# Gov't Funded Salvation



## Marrow Man (Jun 16, 2009)

OK, this is a joke -- I suppose it is political, but no brain eating zombies....



> WASHINGTON, D.C. -As part of a far-reaching restructuring of the United States of America, President Obama announced on Sunday that he is proposing government-funded salvation.
> 
> According to the president, "It just isn't right that some people are going to be saved while others aren't. We as a free society have the moral responsibility to see that all people have access to life after death. We, of course, will not force salvation upon anyone. We simply want to make it available to all people."
> 
> ...


----------



## SolaScriptura (Jun 16, 2009)

It's about time!!!


----------



## awretchsavedbygrace (Jun 16, 2009)

President Obama is making sentimental arminian arguments. 

"It just isn't right that some people are going to be saved while others aren't.


----------



## AThornquist (Jun 16, 2009)

_Free_ salvation? That's quite the deal! Hopefully this salvation is without works otherwise the freeloaders in my town will be out of luck...or presidential providence...or whatever.


----------



## Marrow Man (Jun 16, 2009)

SolaScriptura said:


> It's about time!!!


----------



## Philip (Jun 16, 2009)

Funny, I think Obama is behind the times. My impression was that Salvation has always been free.


----------



## Marrow Man (Jun 16, 2009)

P. F. Pugh said:


> Funny, I think Obama is behind the times. My impression was that Salvation has always been free.

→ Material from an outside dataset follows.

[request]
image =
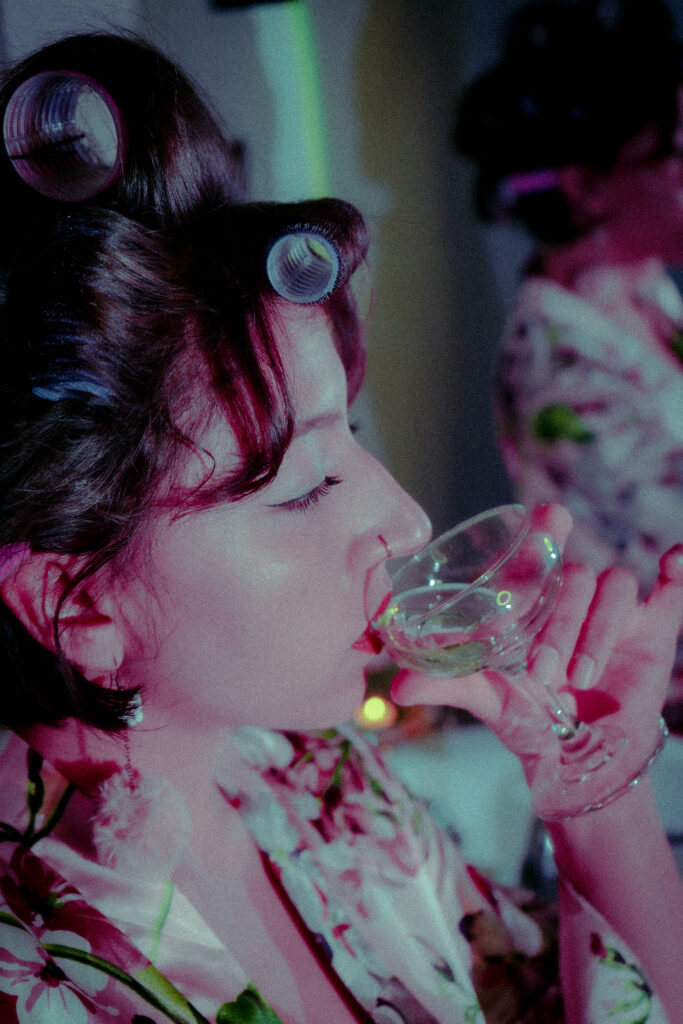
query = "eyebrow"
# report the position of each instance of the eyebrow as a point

And gov't sponsored -- since the Romans crucified Him!


----------



## AThornquist (Jun 16, 2009)

Marrow Man said:


> P. F. Pugh said:
> 
> 
> > Funny, I think Obama is behind the times. My impression was that Salvation has always been free.
> ...




 I love the irony.


----------



## BJClark (Jun 17, 2009)

Free?? Isn't it like most everything else that people claim is free--someone else had to pay for it (and in this case with blood)..so that others can benefit?


----------



## turmeric (Jun 17, 2009)

What's this going to do to the national debt?


----------



## Pergamum (Jun 17, 2009)

Can I claim this on my taxes?


Does it come with a chicken in every pot?

It isn't dispensed from a govt' office, right? If so, we'll all be dead before we get through the line (imagine salvation dispensed by the DMV).

Is it in a "lockbox"?


----------



## turmeric (Jun 17, 2009)

Obama can't fix _these_ troubled assets!


----------



## MarieP (Jun 17, 2009)

AThornquist said:


> Marrow Man said:
> 
> 
> > P. F. Pugh said:
> ...






And you think it's hard for a rich man to enter the Kingdom of heaven as it is...just you wait!


----------



## Marrow Man (Jun 17, 2009)

turmeric said:


> What's this going to do to the national debt?



Make good sermon illustrations -- since the sinner owes a debt he cannot pay!


----------